Please send an abstract submission (max 500 words) plus academic bio (max 200 words) by July 1, 2021, to firstname.lastname@example.org.
*Due to the continued lack of access to COVID-19 vaccinations for Palestinians under occupation, as well as the slow roll-out of vaccines in many countries, we have postponed the conference date until January 6-8, 2022, in hopes that the public health situation in the West Bank and globally will permit us to hold a face to face conference. We continue to welcome applicants who can only give on-line presentations in lieu of attending in person.
|Dedicated Graduate Student Workshops|
Two closed workshops dedicated to supporting the work of advanced graduate students of anthropology working on Palestine or with Palestinians will be held during the Conference. These aim to support students in developing their research through discussion with peers and faculty mentors, as well as to build professional knowledge networks. Applicants who are graduate students, especially advanced graduate students, are encouraged to apply to either workshop. Note that applicants will not be accepted to both workshops. Please explain your preference in the letter of interest (see below).

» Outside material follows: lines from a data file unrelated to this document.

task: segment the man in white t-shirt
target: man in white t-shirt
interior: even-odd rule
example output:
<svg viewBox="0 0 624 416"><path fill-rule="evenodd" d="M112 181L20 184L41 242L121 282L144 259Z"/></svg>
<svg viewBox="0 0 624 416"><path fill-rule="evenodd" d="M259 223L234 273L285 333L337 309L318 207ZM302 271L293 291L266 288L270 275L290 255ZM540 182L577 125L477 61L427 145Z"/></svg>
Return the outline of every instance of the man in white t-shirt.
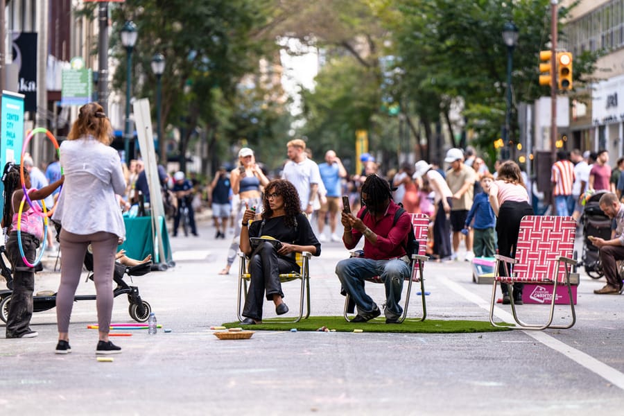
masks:
<svg viewBox="0 0 624 416"><path fill-rule="evenodd" d="M589 157L589 151L585 152L587 157ZM572 198L574 198L574 211L572 217L578 220L583 213L583 206L580 205L580 196L587 187L589 182L589 171L591 168L587 164L587 157L581 155L578 149L573 149L570 152L570 160L574 164L574 183L572 184Z"/></svg>
<svg viewBox="0 0 624 416"><path fill-rule="evenodd" d="M295 186L301 200L301 210L311 215L322 179L318 165L306 155L306 142L301 139L286 144L288 162L284 166L281 178Z"/></svg>

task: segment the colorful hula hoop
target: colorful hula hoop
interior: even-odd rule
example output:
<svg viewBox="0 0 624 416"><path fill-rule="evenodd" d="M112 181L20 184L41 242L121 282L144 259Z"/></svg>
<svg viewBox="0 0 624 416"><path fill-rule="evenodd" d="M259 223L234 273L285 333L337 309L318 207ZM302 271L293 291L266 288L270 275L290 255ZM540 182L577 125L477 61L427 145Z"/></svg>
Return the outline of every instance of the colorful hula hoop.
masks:
<svg viewBox="0 0 624 416"><path fill-rule="evenodd" d="M58 148L58 141L56 141L56 137L54 137L54 135L53 135L50 130L49 130L46 128L44 128L42 127L37 127L37 128L33 129L32 130L28 132L28 135L26 135L26 139L24 141L24 146L21 146L21 157L19 159L19 179L21 180L21 189L24 190L24 196L26 198L26 202L28 202L28 205L31 207L31 208L32 208L33 209L35 209L35 211L37 211L37 209L35 208L35 207L33 204L33 201L31 200L31 197L28 196L28 193L27 192L28 190L26 189L26 183L24 182L24 154L26 154L26 150L28 146L28 143L31 142L31 139L37 133L45 133L46 136L48 137L48 139L50 139L50 141L52 142L52 144L54 145L54 148L56 150L56 155L58 156L60 156L60 150L59 150L59 148ZM62 175L62 173L63 173L63 169L62 167L61 168L61 175ZM50 210L49 214L45 214L45 212L47 212L47 211L44 211L44 215L47 215L47 216L52 215L52 213L54 212L54 208L55 208L55 207L56 206L55 205L54 207L52 207L52 209ZM21 212L21 209L20 209L20 212ZM20 218L18 219L21 219L21 216L20 215ZM19 224L19 223L18 223L18 224ZM47 223L46 223L46 225L47 225ZM46 229L47 229L47 228ZM31 266L30 267L33 267L33 266Z"/></svg>
<svg viewBox="0 0 624 416"><path fill-rule="evenodd" d="M21 260L28 267L35 267L41 261L44 252L46 251L46 244L48 241L48 216L46 215L47 209L46 209L46 203L42 200L41 202L43 205L43 218L44 218L44 243L41 248L41 252L39 253L39 257L35 261L34 263L31 263L28 259L26 258L26 254L24 252L24 247L21 245L21 212L24 210L24 202L26 200L26 194L24 193L21 202L19 202L19 211L17 212L17 247L19 248L19 254L21 254ZM39 205L37 205L37 207ZM35 209L36 211L36 209Z"/></svg>

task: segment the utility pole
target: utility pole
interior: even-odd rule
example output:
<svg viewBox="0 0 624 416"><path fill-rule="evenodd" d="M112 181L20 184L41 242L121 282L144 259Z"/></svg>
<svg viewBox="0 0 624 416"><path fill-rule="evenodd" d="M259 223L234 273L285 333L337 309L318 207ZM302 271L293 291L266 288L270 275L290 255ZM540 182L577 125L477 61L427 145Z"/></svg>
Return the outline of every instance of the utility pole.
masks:
<svg viewBox="0 0 624 416"><path fill-rule="evenodd" d="M108 114L108 1L99 3L98 13L98 102Z"/></svg>
<svg viewBox="0 0 624 416"><path fill-rule="evenodd" d="M551 67L552 68L552 82L551 83L551 163L557 161L557 0L551 0Z"/></svg>

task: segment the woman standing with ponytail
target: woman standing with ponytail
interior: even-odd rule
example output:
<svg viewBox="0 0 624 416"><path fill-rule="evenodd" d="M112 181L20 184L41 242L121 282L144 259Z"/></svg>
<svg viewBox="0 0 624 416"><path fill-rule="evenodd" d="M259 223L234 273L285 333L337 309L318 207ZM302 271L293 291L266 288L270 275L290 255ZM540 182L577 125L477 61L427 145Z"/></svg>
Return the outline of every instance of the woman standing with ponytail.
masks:
<svg viewBox="0 0 624 416"><path fill-rule="evenodd" d="M56 295L58 344L67 354L69 318L88 245L93 252L99 342L96 354L121 352L108 340L112 313L115 254L125 227L115 195L123 195L125 181L117 151L110 147L112 128L97 103L80 107L67 140L60 146L65 182L52 218L60 222L61 282Z"/></svg>

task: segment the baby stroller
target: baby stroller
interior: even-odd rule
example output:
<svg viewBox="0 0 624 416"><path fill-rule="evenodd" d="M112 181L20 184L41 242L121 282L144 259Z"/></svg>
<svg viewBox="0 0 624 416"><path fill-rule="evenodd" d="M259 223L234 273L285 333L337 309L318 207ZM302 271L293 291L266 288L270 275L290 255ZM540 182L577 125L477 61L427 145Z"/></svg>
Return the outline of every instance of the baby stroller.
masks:
<svg viewBox="0 0 624 416"><path fill-rule="evenodd" d="M611 239L612 220L600 209L598 202L605 191L596 192L585 202L583 210L583 255L582 264L585 272L592 279L603 277L600 250L591 243L589 237L599 237L605 240Z"/></svg>
<svg viewBox="0 0 624 416"><path fill-rule="evenodd" d="M11 293L12 293L12 275L11 269L7 266L4 260L6 250L3 245L0 246L0 275L6 280L7 291L0 291L0 319L5 323L8 315L9 306L11 302ZM85 255L85 267L89 272L87 279L93 280L93 254L88 250ZM149 273L151 270L152 262L147 261L137 266L129 267L115 262L115 270L113 275L113 280L117 286L113 289L113 295L115 297L119 295L128 295L128 302L130 303L128 313L130 318L139 322L147 321L150 317L152 308L150 304L141 299L139 295L139 288L129 286L123 280L123 275L142 276ZM95 295L76 295L73 300L95 300ZM49 293L36 294L33 297L33 310L34 312L47 311L56 306L56 293L51 291Z"/></svg>

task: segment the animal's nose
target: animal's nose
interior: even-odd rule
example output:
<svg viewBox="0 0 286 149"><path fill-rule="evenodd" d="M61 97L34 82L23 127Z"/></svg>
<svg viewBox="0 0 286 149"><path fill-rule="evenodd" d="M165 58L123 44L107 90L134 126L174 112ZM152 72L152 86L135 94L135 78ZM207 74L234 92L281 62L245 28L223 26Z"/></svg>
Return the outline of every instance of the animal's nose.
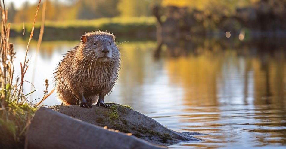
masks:
<svg viewBox="0 0 286 149"><path fill-rule="evenodd" d="M107 53L109 52L109 50L106 47L103 48L103 49L101 51L101 52L103 53Z"/></svg>

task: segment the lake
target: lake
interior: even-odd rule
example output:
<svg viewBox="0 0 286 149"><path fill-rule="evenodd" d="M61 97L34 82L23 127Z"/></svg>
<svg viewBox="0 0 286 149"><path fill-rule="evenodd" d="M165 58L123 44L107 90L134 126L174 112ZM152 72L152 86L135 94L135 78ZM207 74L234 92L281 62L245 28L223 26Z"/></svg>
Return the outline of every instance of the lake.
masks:
<svg viewBox="0 0 286 149"><path fill-rule="evenodd" d="M126 40L116 40L119 44ZM133 39L120 44L119 79L105 102L130 105L176 131L205 134L194 136L203 141L171 148L284 148L285 46L265 41L220 40L163 44L159 55L154 52L158 46L156 41ZM17 76L27 40L10 41L17 52ZM29 97L30 101L42 99L45 79L52 90L56 65L79 41L44 41L36 60L37 42L32 41L25 80L37 90ZM35 90L28 82L24 89L26 93ZM54 93L44 104L61 103Z"/></svg>

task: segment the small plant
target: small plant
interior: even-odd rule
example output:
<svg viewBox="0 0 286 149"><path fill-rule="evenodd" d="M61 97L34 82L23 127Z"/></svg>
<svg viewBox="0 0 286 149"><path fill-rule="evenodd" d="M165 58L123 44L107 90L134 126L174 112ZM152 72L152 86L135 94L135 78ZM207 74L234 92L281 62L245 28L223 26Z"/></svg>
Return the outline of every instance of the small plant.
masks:
<svg viewBox="0 0 286 149"><path fill-rule="evenodd" d="M20 63L20 76L16 79L15 81L14 80L13 61L16 53L14 51L13 44L9 43L10 23L7 23L8 11L5 8L4 0L2 2L2 3L0 3L0 11L2 17L1 29L0 31L0 127L1 128L0 129L0 145L6 143L6 140L11 141L10 138L12 138L15 142L21 142L22 144L20 144L23 145L27 124L36 110L36 107L49 95L47 95L48 81L46 79L45 81L46 90L44 91L44 97L37 105L32 104L27 99L29 95L36 90L26 94L23 92L23 83L28 82L24 80L25 74L29 67L28 64L30 62L30 59L27 59L27 55L29 45L33 36L34 25L41 0L39 1L35 15L25 59L23 62ZM41 33L42 34L42 32ZM10 142L10 144L11 143Z"/></svg>

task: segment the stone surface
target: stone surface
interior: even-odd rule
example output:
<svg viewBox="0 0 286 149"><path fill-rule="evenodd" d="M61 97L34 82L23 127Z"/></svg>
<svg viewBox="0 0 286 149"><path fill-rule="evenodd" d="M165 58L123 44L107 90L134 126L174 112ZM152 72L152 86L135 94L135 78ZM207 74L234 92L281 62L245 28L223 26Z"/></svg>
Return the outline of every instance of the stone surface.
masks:
<svg viewBox="0 0 286 149"><path fill-rule="evenodd" d="M30 149L163 148L43 107L36 112L26 137Z"/></svg>
<svg viewBox="0 0 286 149"><path fill-rule="evenodd" d="M200 140L191 133L179 132L127 106L109 104L109 108L93 105L85 108L78 105L56 105L50 108L92 124L132 135L153 144L168 145Z"/></svg>

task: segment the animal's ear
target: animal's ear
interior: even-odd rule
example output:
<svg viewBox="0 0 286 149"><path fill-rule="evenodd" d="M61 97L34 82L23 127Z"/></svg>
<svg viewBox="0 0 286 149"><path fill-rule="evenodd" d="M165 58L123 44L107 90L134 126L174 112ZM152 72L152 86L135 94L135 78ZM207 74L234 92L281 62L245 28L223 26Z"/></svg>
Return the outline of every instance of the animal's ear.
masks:
<svg viewBox="0 0 286 149"><path fill-rule="evenodd" d="M81 40L81 41L82 42L82 43L85 43L85 42L87 41L87 36L85 35L83 35L81 36L80 39Z"/></svg>

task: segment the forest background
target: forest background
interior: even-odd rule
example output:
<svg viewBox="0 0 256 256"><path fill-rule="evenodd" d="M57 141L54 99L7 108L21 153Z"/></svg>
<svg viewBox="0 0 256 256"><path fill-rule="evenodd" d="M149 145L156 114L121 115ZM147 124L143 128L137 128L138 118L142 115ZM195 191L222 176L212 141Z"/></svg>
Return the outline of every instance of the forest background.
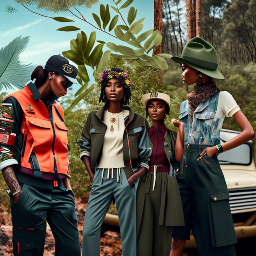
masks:
<svg viewBox="0 0 256 256"><path fill-rule="evenodd" d="M134 3L138 1L135 0ZM99 8L101 1L99 2L96 5ZM104 1L104 4L107 2ZM218 69L225 77L224 80L216 80L216 84L221 90L227 91L232 95L256 131L256 16L254 15L256 0L163 0L162 7L155 5L155 12L157 11L156 8L161 8L158 13L162 15L163 25L162 29L160 29L162 35L162 53L180 56L188 38L196 35L191 34L189 30L187 33L187 26L189 20L193 19L193 16L195 18L197 2L200 2L201 5L201 22L193 25L200 28L200 36L216 49ZM112 1L109 0L109 3L113 4ZM186 11L188 4L194 10L192 13ZM29 14L30 15L28 11ZM143 17L140 14L139 9L137 16L136 20ZM88 20L97 26L92 16L88 17ZM104 33L98 33L97 40L104 40ZM74 37L70 36L70 40ZM152 53L152 50L149 52L149 54L152 53ZM145 116L140 101L144 93L157 91L170 95L172 108L166 123L169 128L174 129L170 119L178 118L179 105L186 98L187 94L191 91L194 85L185 86L181 79L180 66L169 59L166 60L168 69L163 73L161 69L152 65L142 65L139 60L136 59L110 57L108 66L118 67L129 72L134 85L132 89L130 105L136 112ZM101 71L96 69L93 71L93 73L88 71L90 79L91 81L97 81ZM84 91L86 90L85 88ZM76 196L86 198L89 193L91 184L83 163L78 159L80 149L76 141L81 137L88 113L100 106L100 90L99 87L95 84L89 93L84 94L72 111L66 112L65 115L65 124L69 129L71 185ZM2 93L2 98L4 95ZM76 98L77 96L74 93L70 93L61 104L66 109ZM232 118L225 119L223 128L240 130ZM0 202L10 210L9 199L5 192L7 188L2 176L0 175ZM114 211L114 208L110 209L111 212Z"/></svg>

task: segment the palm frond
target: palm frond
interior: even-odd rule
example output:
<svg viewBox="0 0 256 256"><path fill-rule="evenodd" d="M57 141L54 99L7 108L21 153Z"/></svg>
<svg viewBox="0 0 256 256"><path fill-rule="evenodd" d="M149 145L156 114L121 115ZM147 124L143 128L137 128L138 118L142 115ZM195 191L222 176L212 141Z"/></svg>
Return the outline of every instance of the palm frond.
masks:
<svg viewBox="0 0 256 256"><path fill-rule="evenodd" d="M5 7L5 12L8 12L11 14L16 12L17 10L17 8L15 8L11 5L7 5Z"/></svg>
<svg viewBox="0 0 256 256"><path fill-rule="evenodd" d="M29 41L29 36L20 36L0 50L0 89L22 89L29 80L32 68L20 60Z"/></svg>

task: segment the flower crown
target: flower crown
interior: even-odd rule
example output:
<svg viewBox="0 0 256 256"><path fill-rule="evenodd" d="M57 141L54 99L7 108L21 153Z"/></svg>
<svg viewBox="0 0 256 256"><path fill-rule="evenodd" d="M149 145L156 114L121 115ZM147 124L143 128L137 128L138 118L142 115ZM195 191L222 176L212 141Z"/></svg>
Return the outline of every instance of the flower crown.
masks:
<svg viewBox="0 0 256 256"><path fill-rule="evenodd" d="M111 69L106 70L101 73L100 77L100 83L106 78L111 79L116 78L119 80L120 78L122 78L124 79L124 85L125 87L131 87L132 86L132 82L131 80L128 79L128 72L126 70L124 70L122 72L117 72L111 70Z"/></svg>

Workshop 1: Dissertation Proposal Seminar
Participants in the first closed session will each have dedicated time to workshop their dissertation project proposal with peers and faculty mentors. The purpose of this workshop is to collaboratively refine individual research proposals or get support for challenges faced at the initial fieldwork stage. Participants’ abstracts will be circulated in advance and each participant will present their project in person.
Requirements: Letter of interest (500 words), dissertation abstract (500 words), academic biography (100 words), to the following email address: email@example.com
Deadline for Applications: July 1, 2021
Workshop 2: Research Paper Colloquium
The second closed session dedicated to graduate students provides an opportunity to present and receive feedback on written work (draft dissertation chapter or research article). Papers will be pre-circulated and shared with peers and faculty mentors. Participants will make a short (10 minute) presentation of their work and will be required to read the submissions of other participants prior to the colloquium.
Requirements: Letter of interest (500 words), paper or chapter abstract (500 words), academic biography (100 words), to the following email address: firstname.lastname@example.org
Deadline for Applications: July 1, 2021
Deadline for Submission of Papers: December 6, 2021Travel/Accommodation Grants
A handful of overseas travel grants and coverage of accommodation expenses are available for graduate students, as well as unemployed/under-employed Faculty. Please note in your academic bio whether you will be seeking a travel and/or accommodation grant and provide a basic explanation/justification of your need for aid in order to attend the conference. Applications for travel and/or accommodation grants are competitive; once all abstracts are confirmed, applicants for grants will be informed as soon as possible of the outcome.